Мистер Лэндрон попытался скрыть улыбку:

– Позволь мне высказаться на этот счет. Сколько лакеев у тебя было за эти годы?

– Чертова уйма! Они никогда не удерживались более чем на полгода.

– Могу я полюбопытствовать почему?

Граф подметил искорки смеха в глазах друга и ответил с раздражением:

– О, я так и знал, что ты не одобришь. Никто этого не одобряет.

Мистер Лэндрон ничего не ответил и поспешно отвернулся, чтобы скрыть широкую улыбку. Вошел лакей с непочатой бутылкой бренди на серебряном подносе.

Рэтборн заметил, что поднос весь в пятнах, и нахмурился:

– Ну-ка поставь его, малый! Думаю, мне следует ограничиться... Впрочем, просто поставь его.

Лакей сделал то, что ему было велено, и терпеливо ждал, когда его отпустят. Рэтборн внимательно наблюдал за ним.

– Спасибо, Джеремая. Джеремая? Лакей ответил благодарной улыбкой.
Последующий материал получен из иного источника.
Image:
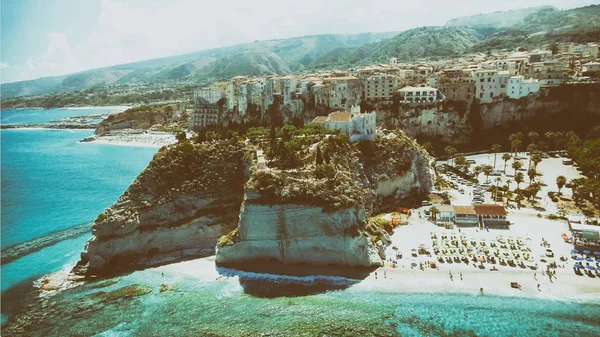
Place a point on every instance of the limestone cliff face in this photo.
(293, 233)
(186, 198)
(324, 220)
(195, 197)
(452, 123)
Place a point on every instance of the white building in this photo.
(490, 84)
(519, 87)
(413, 95)
(591, 66)
(210, 94)
(357, 125)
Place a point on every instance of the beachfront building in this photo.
(357, 125)
(209, 94)
(519, 87)
(457, 84)
(447, 213)
(490, 84)
(380, 87)
(590, 67)
(465, 216)
(342, 92)
(549, 73)
(491, 215)
(204, 114)
(418, 95)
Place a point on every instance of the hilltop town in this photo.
(481, 78)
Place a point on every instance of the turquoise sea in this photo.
(51, 182)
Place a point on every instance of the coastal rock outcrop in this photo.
(143, 118)
(194, 197)
(177, 208)
(319, 214)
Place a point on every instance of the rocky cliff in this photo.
(178, 207)
(561, 108)
(193, 196)
(318, 214)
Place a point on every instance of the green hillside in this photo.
(578, 25)
(501, 19)
(278, 57)
(424, 42)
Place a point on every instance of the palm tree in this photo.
(519, 178)
(550, 138)
(519, 198)
(450, 152)
(477, 170)
(434, 212)
(497, 183)
(487, 169)
(533, 136)
(536, 158)
(531, 174)
(496, 148)
(560, 182)
(531, 148)
(506, 157)
(517, 165)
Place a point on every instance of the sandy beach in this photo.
(136, 138)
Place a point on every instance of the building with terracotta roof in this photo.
(465, 216)
(491, 215)
(357, 125)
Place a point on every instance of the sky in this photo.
(55, 37)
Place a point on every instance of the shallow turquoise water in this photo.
(38, 116)
(50, 182)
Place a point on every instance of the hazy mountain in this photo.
(501, 19)
(411, 44)
(545, 26)
(260, 57)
– Спасибо, Джеремая. Это все.

Мистер Лэндрон наблюдал эту сцену с некоторым удивлением. Когда лакей вышел, он заметил:

– Я думал, его зовут Джон.

– О, не важно. Это долгая история. Какой сегодня день?

– Четверг. Ровно неделя, как уехала Дейрдре.

– Я прекрасно знаю, сколько времени прошло с тех пор, как меня оставила жена, – заметил Рэтборн ледяным тоном.

– И шесть дней, как отбыла миссис Дьюинтерс, – продолжал Лэндрон как ни в чем не бывало, – и два дня с тех пор, как твоя матушка отправилась в Бат навестить сестру. Интересно, кто следующий оставит тебя?

– Ты хочешь оставить службу у меня, Гай? – спросил Рэтборн подозрительно.

– Конечно, нет, – ответил мистер Лэндрон, – хотя должен признать, что с момента отъезда Дейрдре оставаться в Белмонте не слишком большое удовольствие; это означает вернуться к холодным ваннам, несъедобным обедам, к свечам, с которых капает воск и которые неимоверно чадят. Если не знать правды, можно подумать, что слуги намеренно донимают тебя, Гарет. Думаю, пора тебе перестать валять дурака и привезти жену обратно.

– Привезти жену обратно? После всего, что она со мной сделала? Да ты в своем уме?!

– И что же она с тобой сделала? Рэтборн поднялся на ноги и покачнулся.

– Что она со мной сделала? Да она чуть не застрелила меня!

– Я этому не верю!

– Не веришь, потому что тебя при этом не было. Говорю тебе, она наставила на меня пистолет и грозила выстрелить.

– Дейрдре никогда бы этого не сделала! И если ты этого не знаешь, ты совсем не знаешь ее.

– О! Тебе-то легко говорить! Ты никогда не ощущал на себе ее холодный отчужденный взгляд, она будто примеряет на тебя саван. Ее рука не дрожала, когда она целилась в меня. Прямо в сердце!

– Это нелепо, Гарет! Дейрдре спасла тебе жизнь! Ты забыл, что я как раз поднялся на башню, когда она обрушила фонарь на спину Тони Кавано. Чудо, что она сама не сгорела.

– Разве я просил ее спасать мне жизнь? Не просил! Я велел ей уйти, но она, конечно, не послушалась!

– Это несправедливо, Гарет! Дейрдре не могла знать, что я не выпускаю тебя из поля зрения. Когда я услышал выстрел, то решил, что все кончено, что я опоздал. И из-за этой моей хромоты я почти опоздал!

– Нет! Это Дейрдре заставила Тони действовать. У меня не оказалось выбора. Почему она не послушалась меня?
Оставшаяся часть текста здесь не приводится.